Progress, obstacles cited in building STEMI networks



SNOWMASS, COLO. – Competition among hospitals and between cardiology groups constitutes the greatest barrier to well-functioning regional networks for ST-elevation myocardial infarction therapy, according to Dr. Bernard J. Gersh.

"We’ve got the resources in this country, but we are competitive. That’s the name of the game. So this is a real challenge. It’s an area where the state chapters of the American College of Cardiology could really help," said Dr. Gersh, professor of medicine at the Mayo Clinic, Rochester, Minn.

Dr. Bernard Gersh

The 2013 ACC/American Heart Association STEMI (ST-elevation myocardial infarction) guidelines list as a class I recommendation that "each community should develop a STEMI system of care." But a one-size-fits-all approach won’t work. Creating an efficient network to deliver reperfusion therapy to as many STEMI patients as quickly as possible in Los Angeles, where there is seemingly a percutaneous coronary intervention (PCI) center every few blocks, poses a very different set of challenges than in, say, Wyoming, with two cardiac catheterization laboratories to serve nearly a 100,000–square mile area, the cardiologist said.

He recalled a recent conversation with a colleague from a midsize Eastern city with four PCI hospitals. All four run three call schedules per 24 hours so an interventional cardiologist is always available. But collectively the hospitals handle an average of only five or six STEMIs per week.

"Can you really justify that? It’s just not a good allocation of resources. Furthermore, if you look at all the epidemiology coming out of the U.S. and the Western World, STEMI is in decline. Only about 30% of MIs now are STEMIs, and it’s going to be less and less," Dr. Gersh continued.

He said he admires the approach taken in Vienna. Three hospital systems serve this capital city of 1.7 million. Each system keeps its PCI center open from 8 a.m. to 5 p.m. After 5, however, the three PCI hospitals alternate call. The ambulance is diverted to go directly to the hospital whose catheterization lab is kept open that night.

"They can do that in Vienna. Can we do that here? I don’t know," he said at the annual cardiovascular conference at Snowmass.

Dr. Gersh noted that the American Heart Association Mission: Lifeline program, which was created to increase timely access to PCI for STEMI patients, recently published the first-ever national survey of regional STEMI systems. The purpose was to identify best practices, financing strategies, and barriers to system implementation. Responses were obtained from 381 STEMI networks with 899 PCI hospitals.

The single most commonly cited barrier to network implementation and optimal functioning was hospital competition, identified as a significant problem in 37% of the systems. Next came emergency medical services (EMS) transport and finances, cited by 26% of respondents. The third most common barrier was competition between cardiology groups, which was an issue in 21% of networks.

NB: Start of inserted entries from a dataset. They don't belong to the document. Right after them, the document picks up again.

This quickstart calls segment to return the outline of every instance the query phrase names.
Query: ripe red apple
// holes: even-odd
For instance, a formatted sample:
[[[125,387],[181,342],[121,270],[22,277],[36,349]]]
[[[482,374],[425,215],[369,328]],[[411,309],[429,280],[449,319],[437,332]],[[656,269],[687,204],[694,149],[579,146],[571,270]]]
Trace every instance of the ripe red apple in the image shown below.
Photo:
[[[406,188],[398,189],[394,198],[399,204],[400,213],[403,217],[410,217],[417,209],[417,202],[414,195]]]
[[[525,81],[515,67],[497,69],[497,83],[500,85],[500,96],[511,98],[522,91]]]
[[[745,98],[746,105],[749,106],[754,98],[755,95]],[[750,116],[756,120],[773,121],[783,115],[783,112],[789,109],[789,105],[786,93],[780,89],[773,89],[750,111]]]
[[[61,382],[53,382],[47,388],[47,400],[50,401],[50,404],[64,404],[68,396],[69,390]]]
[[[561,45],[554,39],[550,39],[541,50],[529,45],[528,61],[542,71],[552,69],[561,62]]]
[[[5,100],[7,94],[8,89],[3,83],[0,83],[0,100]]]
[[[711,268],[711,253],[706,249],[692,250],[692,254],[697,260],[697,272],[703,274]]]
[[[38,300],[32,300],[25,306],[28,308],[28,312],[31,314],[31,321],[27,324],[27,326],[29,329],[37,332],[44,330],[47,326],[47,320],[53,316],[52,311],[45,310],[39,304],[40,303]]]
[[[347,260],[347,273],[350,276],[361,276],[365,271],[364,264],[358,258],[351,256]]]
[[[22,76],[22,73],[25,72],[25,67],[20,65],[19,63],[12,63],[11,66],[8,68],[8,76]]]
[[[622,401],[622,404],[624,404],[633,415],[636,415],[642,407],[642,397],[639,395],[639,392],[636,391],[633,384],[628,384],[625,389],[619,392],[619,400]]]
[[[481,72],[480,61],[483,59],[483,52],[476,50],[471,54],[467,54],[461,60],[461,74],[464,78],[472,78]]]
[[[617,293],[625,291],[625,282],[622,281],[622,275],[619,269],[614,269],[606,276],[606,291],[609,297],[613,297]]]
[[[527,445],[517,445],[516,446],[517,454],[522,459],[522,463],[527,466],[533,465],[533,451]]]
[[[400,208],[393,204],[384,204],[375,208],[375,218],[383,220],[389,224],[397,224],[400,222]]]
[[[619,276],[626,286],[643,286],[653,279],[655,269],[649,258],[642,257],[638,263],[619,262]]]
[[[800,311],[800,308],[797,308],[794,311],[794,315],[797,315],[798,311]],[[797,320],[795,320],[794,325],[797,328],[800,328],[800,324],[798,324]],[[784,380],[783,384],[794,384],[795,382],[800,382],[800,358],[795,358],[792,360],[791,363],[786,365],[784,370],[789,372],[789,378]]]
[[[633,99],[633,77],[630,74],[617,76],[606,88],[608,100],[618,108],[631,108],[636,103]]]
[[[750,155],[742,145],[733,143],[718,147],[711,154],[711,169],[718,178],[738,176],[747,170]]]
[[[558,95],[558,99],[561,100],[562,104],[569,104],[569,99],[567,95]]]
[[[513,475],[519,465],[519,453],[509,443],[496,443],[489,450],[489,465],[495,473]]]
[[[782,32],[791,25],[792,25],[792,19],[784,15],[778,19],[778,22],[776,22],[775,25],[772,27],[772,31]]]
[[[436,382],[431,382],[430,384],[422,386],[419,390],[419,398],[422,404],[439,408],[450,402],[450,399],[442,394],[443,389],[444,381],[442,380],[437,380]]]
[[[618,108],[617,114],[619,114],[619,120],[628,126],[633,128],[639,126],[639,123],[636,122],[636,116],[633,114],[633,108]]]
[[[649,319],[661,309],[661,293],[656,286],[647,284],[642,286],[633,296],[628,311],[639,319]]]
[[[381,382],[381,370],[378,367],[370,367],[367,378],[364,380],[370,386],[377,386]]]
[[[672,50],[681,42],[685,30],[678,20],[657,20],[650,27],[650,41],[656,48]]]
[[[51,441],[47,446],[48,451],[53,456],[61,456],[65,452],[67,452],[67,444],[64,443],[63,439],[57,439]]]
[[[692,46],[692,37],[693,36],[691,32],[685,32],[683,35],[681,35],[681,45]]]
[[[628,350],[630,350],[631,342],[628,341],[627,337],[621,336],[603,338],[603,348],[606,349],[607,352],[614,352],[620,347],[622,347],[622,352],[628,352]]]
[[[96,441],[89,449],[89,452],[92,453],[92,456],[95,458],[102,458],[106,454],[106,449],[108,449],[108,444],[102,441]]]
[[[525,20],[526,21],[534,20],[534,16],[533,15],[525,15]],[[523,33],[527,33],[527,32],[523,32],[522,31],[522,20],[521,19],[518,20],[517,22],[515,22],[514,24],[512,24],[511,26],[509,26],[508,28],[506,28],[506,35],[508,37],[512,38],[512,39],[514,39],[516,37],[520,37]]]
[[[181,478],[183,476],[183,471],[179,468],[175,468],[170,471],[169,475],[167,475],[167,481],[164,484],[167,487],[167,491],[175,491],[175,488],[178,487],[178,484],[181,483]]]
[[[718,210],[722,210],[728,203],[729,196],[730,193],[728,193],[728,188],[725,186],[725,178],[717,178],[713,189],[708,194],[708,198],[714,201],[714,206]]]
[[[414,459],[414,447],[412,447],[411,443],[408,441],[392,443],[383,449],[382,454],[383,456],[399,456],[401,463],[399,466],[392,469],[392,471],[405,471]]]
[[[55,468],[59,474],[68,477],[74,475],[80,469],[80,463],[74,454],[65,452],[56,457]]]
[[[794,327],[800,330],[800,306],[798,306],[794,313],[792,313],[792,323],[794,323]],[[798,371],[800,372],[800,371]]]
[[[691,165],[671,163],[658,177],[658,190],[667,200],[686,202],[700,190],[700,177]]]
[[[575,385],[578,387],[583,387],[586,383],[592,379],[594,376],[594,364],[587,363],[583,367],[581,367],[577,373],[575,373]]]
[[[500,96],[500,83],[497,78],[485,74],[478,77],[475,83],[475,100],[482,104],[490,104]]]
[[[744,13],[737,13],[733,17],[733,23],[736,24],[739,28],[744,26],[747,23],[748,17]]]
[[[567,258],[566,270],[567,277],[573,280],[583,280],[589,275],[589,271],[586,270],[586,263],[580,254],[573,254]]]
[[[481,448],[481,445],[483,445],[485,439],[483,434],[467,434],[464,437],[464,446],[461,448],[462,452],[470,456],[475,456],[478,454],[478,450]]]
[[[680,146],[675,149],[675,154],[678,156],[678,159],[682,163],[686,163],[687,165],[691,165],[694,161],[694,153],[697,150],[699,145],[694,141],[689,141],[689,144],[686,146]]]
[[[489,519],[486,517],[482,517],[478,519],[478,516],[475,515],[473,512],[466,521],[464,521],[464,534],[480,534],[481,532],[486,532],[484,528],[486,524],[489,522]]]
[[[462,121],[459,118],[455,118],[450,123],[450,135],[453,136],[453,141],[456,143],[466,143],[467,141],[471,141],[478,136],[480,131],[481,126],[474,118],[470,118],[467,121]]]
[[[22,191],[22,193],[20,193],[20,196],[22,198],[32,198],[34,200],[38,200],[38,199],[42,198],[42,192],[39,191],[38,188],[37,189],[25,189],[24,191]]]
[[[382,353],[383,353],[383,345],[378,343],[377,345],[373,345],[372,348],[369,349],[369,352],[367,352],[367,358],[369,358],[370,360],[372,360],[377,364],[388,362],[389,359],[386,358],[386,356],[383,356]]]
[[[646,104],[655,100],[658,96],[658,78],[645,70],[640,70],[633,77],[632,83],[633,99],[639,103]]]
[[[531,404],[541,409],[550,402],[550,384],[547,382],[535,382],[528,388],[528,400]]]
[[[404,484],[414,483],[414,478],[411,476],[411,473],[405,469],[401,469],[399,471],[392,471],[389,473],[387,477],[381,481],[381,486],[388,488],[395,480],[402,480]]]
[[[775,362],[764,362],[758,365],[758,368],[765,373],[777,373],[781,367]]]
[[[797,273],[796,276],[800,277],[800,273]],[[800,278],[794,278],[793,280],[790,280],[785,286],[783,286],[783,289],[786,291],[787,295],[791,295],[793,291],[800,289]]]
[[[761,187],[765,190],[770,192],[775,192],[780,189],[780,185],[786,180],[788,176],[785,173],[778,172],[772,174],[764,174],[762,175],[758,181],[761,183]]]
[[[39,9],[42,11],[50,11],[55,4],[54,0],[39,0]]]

The predominant funding sources for STEMI systems were PCI hospitals and cardiology practices.

Based on his favorable personal experience with the Mayo Clinic STEMI network, which uses three helicopters, an airplane, and ground ambulances to serve 28 hospitals as far as 150 miles away, Dr. Gersh said it’s clear from the national survey results that most STEMI systems around the country are doing a lot of the important things right.

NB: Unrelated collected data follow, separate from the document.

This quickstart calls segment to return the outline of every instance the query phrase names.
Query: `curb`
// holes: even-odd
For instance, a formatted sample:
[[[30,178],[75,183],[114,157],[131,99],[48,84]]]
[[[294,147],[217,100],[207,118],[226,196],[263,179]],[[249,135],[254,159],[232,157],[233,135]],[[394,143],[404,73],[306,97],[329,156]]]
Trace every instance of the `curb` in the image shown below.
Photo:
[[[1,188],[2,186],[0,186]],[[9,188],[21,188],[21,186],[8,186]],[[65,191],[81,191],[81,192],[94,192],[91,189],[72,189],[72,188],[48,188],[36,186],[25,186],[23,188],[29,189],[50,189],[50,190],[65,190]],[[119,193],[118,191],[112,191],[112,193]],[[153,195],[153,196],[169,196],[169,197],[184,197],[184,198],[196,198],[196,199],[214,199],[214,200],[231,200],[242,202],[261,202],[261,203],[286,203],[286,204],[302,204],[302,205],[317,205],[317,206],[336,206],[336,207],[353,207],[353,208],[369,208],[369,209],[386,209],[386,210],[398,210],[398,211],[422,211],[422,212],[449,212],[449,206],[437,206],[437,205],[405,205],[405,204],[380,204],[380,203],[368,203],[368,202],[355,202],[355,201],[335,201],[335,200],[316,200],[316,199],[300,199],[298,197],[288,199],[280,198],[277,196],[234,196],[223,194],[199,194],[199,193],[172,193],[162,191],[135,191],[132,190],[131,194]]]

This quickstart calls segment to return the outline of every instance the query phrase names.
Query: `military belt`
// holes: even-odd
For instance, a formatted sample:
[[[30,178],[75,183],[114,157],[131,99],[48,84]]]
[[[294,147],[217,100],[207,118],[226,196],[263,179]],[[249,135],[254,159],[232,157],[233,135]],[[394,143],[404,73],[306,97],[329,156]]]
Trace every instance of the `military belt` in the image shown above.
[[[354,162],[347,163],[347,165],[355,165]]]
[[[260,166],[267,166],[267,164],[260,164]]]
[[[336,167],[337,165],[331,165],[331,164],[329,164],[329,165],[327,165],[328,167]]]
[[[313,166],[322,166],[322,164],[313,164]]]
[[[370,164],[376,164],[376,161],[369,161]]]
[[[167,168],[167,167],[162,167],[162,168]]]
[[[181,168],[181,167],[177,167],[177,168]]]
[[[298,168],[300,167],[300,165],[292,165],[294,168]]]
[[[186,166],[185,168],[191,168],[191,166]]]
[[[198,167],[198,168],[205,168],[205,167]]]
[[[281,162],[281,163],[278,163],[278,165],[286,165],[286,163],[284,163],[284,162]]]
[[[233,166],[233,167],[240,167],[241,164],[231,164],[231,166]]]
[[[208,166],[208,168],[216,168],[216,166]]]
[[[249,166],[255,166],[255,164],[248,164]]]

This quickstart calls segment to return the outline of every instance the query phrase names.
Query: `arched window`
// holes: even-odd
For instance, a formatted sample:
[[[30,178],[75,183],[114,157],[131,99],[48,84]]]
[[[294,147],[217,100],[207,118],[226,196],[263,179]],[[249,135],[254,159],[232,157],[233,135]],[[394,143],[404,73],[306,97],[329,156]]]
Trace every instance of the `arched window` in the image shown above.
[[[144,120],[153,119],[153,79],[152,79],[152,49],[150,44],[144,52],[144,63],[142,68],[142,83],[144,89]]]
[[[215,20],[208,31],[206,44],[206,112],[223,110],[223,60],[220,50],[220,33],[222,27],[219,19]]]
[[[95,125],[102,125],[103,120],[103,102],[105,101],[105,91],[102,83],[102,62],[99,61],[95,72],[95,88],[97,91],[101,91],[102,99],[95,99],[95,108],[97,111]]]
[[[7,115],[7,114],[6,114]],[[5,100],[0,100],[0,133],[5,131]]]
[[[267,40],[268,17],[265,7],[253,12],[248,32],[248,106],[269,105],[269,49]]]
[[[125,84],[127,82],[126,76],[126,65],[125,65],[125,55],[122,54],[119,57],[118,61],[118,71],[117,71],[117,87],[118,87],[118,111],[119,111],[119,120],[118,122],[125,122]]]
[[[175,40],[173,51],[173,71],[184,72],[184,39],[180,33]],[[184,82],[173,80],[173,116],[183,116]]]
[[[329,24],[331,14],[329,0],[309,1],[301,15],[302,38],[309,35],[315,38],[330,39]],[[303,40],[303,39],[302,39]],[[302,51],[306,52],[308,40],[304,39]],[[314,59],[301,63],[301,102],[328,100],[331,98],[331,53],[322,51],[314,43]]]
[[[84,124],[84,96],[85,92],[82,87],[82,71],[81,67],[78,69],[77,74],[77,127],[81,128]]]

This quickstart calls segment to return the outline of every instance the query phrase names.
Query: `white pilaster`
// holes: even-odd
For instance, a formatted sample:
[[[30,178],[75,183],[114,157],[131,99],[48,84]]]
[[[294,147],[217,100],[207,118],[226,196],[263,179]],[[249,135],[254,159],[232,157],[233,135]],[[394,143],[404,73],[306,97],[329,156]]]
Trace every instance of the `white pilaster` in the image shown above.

For example, 92% of systems activate the cath lab with a single phone call, 97% of PCI hospitals accept a STEMI patient 24/7 regardless of bed availability, and 84% of programs operate a data registry with continuous audit. Two-thirds of STEMI systems have the capability to transmit ECGs from at least some of their ambulances (Circ. Cardiovasc. Qual. Outcomes 2012;5:423-8).

In 87% of the networks nationwide, an emergency department physician can activate the cath lab without cardiology consultation. However, the Mayo Clinic network takes a different approach: Transferred patients bypass the emergency department and are taken straight to the coronary care unit or cath lab, according to Dr. Gersh.

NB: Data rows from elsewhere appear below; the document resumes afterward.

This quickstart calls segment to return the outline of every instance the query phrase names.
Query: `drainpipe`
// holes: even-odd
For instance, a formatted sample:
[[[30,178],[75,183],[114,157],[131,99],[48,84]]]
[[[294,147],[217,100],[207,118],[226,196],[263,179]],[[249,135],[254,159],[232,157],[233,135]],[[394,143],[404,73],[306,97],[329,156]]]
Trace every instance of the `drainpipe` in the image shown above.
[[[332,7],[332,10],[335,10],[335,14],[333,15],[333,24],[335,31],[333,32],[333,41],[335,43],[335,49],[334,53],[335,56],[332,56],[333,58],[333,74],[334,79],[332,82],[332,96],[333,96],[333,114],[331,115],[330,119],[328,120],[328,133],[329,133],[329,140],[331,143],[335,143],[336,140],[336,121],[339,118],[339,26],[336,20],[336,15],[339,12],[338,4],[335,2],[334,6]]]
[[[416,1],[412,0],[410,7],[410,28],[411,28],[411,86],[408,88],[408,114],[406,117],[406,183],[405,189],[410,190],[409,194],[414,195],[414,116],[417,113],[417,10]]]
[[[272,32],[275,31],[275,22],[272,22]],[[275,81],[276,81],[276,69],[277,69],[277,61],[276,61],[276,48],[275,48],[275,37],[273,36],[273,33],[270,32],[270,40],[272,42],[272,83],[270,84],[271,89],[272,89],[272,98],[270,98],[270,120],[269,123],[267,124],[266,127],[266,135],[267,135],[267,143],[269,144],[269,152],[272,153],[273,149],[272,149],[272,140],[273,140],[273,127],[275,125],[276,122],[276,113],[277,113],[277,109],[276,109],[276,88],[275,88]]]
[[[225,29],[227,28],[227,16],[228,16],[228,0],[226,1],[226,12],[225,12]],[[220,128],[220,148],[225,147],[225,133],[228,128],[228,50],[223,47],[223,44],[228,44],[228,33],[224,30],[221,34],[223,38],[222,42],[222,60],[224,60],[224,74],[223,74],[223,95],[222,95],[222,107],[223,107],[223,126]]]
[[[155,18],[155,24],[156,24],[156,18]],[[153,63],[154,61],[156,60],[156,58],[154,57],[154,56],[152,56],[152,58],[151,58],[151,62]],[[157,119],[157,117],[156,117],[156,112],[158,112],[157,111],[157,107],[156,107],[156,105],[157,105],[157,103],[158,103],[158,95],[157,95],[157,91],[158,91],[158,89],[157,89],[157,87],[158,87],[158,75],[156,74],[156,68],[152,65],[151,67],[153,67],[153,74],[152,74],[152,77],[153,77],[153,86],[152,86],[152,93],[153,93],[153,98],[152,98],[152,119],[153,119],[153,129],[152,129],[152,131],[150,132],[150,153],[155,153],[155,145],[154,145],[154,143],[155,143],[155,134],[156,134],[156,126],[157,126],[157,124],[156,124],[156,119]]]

In an editorial accompanying the Mission: Lifeline survey report, Dr. Timothy D. Henry, who in 2002 helped organize the nation’s first regional STEMI system at the Minneapolis Heart Institute, said, "The growth of regional STEMI systems in the United States over the past decade has clearly exceeded our expectations."

"Seven years ago," he added, "we published an article raising the question whether it was time for a national policy concerning the treatment of STEMI patients. Today, we are no closer to that policy, but I am no longer certain it is either necessary or if it would be helpful. Certainly, state and national legislation to support our financially strapped EMS would be welcome, including a 12-lead ECG in each ambulance, [an] automated external defibrillator in all public places, and support for both EMS training and data collection, as well. Public policy changes to provide financial incentives for more rational use of resources to support regional STEMI systems rather than building more catheterization laboratories would also be helpful" (Circulation 2012;126:166-8).